We are commonly asked how to measure output, or verify that an Ozone Generator produces the amount of ozone the manufacture claims. This tech sheet will cover how to measure the output of your high concentration Ozone Generator.
It is key to understand that the output of an Ozone Generator is almost always measured in grams per hour (g/hr), also known as ozone output. The ozone measurement instrument will read percent by weight (%), or grams per meter cubed (g/m3), also known as ozone concentration. To mathematically determine the g/hr (ozone output) from % by weight, or g/m3 (ozone concentration) you will need to determine the flow rate of the Ozone Generator in liters per minute (LPM). The calculations to use when you have determined the gas flow rate and concentration are below:
Ozone Output (g/hr) =(( LPM x 0.001) x 60) x (14.3 x % by weight)
Ozone Output (g/hr) =(( LPM x 0.001) x 60) x (12.8 x % by weight)
Ozone Output (g/hr) = ((LPM x 60) x 0.001) x g/m3
Another resource we offer is a handy online calculator. Just enter your flow and concentration values and we do the work!
Note: When using percent by weight to measure ozone concentration, the calculation to determine ozone output is different because the density of the gas is different. Due to the difference in the density of the gas, there are separate conversion formulas used to determine the output of an Ozone Generator (as shown above).
A related question is which ozone measurement device should be used to facilitate these measurements. The short answer is, only a high concentration ozone analyzer. Note that the units of measure used are percent by weight and g/m3. This is due to the high concentrations of ozone produced by most Ozone Generators. We are also asked why parts per million (ppm) is not used as a unit of measure. Let me provide a quick example using a very small Ozone Generator.
An Ozone Generator producing 2 g/hr ozone from 10 LPM of air would produce 0.26% ozone concentration.
2 g/hr = ((10 LPM x 0.001) x 60) x (12.8 x 0.26% by weight)
0.26% ozone = 1573 ppm conversion info here
At only 2 g/hr of ozone output the ppm value is already 1573 ppm. The parts per million (ppm) unit of measure is just not conducive to these calculations.

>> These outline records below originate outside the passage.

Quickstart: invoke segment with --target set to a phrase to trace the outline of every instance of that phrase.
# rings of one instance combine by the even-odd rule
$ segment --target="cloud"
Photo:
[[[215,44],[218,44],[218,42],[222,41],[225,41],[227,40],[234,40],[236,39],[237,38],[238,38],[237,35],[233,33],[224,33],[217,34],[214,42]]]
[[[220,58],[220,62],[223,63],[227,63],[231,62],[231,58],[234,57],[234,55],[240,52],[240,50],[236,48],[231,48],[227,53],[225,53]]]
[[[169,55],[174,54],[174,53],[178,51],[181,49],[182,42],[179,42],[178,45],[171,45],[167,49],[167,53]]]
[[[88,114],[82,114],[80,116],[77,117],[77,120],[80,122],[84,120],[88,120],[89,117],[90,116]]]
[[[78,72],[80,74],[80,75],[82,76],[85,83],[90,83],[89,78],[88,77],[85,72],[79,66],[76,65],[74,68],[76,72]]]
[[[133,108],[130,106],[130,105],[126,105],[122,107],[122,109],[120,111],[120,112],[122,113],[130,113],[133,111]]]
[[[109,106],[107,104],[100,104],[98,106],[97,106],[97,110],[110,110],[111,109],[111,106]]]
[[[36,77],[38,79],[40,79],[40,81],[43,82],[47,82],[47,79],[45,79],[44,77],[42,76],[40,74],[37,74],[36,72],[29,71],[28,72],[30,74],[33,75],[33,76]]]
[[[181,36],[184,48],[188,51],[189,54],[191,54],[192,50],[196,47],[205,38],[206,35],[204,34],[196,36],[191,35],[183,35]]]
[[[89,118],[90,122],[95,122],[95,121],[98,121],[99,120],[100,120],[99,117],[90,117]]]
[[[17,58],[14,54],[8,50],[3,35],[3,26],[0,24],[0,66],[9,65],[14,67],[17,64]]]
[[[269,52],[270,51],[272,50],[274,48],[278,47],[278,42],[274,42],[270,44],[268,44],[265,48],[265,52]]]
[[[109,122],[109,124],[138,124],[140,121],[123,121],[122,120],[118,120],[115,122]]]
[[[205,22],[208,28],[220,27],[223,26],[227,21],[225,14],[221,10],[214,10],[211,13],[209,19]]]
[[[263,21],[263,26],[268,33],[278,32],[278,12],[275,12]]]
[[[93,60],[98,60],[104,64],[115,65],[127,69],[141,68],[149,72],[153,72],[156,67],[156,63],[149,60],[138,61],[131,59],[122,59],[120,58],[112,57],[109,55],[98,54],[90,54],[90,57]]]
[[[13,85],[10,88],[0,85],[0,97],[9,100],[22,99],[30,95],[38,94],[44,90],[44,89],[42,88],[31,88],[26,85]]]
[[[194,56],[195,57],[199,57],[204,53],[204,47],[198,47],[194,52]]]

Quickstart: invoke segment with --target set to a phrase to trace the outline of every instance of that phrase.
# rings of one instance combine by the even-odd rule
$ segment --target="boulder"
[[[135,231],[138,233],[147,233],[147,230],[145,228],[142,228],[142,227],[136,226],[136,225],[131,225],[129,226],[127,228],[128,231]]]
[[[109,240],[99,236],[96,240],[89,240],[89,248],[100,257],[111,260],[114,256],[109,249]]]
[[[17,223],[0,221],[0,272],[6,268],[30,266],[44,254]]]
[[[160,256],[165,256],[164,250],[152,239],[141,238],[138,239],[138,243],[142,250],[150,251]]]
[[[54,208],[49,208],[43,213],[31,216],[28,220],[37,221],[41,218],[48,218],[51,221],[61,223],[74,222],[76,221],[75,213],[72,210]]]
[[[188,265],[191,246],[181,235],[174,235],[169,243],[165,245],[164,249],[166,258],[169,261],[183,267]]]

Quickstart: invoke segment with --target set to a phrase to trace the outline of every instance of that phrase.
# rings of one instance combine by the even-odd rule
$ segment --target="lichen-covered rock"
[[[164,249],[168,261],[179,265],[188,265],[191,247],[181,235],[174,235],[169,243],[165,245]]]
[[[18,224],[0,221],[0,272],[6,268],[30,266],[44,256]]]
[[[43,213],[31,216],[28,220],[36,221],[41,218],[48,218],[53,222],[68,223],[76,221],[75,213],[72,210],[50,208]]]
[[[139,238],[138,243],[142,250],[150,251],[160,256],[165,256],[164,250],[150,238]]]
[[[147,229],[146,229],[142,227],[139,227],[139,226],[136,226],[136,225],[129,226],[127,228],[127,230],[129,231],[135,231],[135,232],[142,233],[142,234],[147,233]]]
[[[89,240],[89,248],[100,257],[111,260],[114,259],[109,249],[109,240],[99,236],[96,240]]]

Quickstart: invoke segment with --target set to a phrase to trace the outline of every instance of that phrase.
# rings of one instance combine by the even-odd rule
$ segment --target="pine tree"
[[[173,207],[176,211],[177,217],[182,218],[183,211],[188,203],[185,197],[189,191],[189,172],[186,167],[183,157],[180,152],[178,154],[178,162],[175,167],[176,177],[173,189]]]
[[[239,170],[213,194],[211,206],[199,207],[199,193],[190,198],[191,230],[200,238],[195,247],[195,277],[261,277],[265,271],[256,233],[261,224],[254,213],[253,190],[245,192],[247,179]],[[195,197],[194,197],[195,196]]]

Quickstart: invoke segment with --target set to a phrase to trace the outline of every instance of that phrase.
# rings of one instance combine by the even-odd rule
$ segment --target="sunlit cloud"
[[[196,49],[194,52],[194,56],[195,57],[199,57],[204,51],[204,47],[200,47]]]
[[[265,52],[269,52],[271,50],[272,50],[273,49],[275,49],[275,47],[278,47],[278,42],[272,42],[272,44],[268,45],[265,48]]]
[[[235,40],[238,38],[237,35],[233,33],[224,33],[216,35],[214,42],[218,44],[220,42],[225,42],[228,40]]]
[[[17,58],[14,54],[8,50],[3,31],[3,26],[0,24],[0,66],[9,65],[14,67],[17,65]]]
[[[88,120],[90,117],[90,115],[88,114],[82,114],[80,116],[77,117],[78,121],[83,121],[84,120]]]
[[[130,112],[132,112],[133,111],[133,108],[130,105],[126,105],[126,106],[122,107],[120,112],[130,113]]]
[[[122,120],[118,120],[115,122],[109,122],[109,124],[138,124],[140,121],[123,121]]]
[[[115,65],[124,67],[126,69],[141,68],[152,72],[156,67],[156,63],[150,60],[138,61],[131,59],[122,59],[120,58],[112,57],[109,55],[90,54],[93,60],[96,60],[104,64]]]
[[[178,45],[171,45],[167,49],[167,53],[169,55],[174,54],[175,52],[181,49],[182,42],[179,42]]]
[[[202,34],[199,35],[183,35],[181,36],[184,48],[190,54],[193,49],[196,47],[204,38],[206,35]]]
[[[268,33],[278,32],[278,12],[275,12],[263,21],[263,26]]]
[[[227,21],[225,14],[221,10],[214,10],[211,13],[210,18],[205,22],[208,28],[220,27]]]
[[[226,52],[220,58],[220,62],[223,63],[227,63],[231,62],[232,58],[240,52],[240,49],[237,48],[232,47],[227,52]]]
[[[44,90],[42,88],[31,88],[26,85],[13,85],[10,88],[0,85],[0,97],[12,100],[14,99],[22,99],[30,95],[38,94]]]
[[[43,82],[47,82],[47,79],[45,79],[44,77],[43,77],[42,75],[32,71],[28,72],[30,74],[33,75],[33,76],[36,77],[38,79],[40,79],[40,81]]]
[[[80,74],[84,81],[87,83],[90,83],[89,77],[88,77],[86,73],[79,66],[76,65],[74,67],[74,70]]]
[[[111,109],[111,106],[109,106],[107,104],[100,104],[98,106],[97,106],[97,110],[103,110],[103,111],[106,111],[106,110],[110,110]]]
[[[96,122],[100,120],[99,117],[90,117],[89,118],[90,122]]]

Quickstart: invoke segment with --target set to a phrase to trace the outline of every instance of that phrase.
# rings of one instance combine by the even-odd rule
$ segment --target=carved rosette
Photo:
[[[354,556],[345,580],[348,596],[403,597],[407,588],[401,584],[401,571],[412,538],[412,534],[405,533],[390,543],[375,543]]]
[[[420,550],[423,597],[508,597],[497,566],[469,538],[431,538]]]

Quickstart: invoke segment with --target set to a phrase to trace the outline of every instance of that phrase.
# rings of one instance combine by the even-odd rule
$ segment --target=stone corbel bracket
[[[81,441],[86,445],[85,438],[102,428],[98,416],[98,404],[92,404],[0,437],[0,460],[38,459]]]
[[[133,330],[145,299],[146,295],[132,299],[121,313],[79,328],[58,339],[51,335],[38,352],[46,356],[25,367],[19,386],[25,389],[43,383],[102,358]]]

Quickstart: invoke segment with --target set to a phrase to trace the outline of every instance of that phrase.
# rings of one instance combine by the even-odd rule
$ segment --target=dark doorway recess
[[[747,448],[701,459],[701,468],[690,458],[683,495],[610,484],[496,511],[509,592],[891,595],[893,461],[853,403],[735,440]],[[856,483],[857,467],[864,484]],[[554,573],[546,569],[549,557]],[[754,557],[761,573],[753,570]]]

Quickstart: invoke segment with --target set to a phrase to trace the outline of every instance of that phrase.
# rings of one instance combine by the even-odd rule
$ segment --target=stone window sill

Therefore it is rarely, if ever, used when calculating generator output.
The high concentrations that are created limit the number of ozone measurement devices that can be used, which is why the process is restricted to high concentration UV ozone analyzers.
When choosing an Ozone Analyzer, ensure that the analyzer you are purchasing operates within the range that you will be operating within. Some Ozone Analyzers are limited to low ranges only, so ensure that you choose a device capable of reading a higher concentration of ozone than you will ever need to measure.
Also ensure that the analyzer you are purchasing will measure ozone concentration using the units of measure that you desire. If choosing an analyzer that measure ozone in percent (%) by weight, be sure to specify whether you are using oxygen or dry air gas. Some analyzers may be only factory configurable and cannot be configured by the user.
Gas flow is a very critical component of the calculations used to measure ozone output. A small deviation in actual flow measurement will result in a large error in the resulting ozone output figure. Since this is such an important value, we recommend using a high quality Mass Flow Meter to measure the total gas flow entering the Ozone Generator. A Mass Flow Meter will measure total gas flow. This measurement is also pressure compensated to eliminate that potential variable. Using the Mass Flow Meter prior to the Ozone Generator will remove the possibility of ozone corroding the delicate components inside the Mass Flow Meter.
Most high concentration Ozone Analyzers will only require a very small gas flow rate. This will require a small flow meter to regulate and measure that gas flow. An advantage of this small flow rate is that the Ozone Analyzer could be used as an on-line measurement device. If the Ozone Generator uses a gas flow rate of 20 LPM and the analyzer will only consume 1 LPM for accurate measurement, this setup only requires a 5% slipstream of the ozone gas.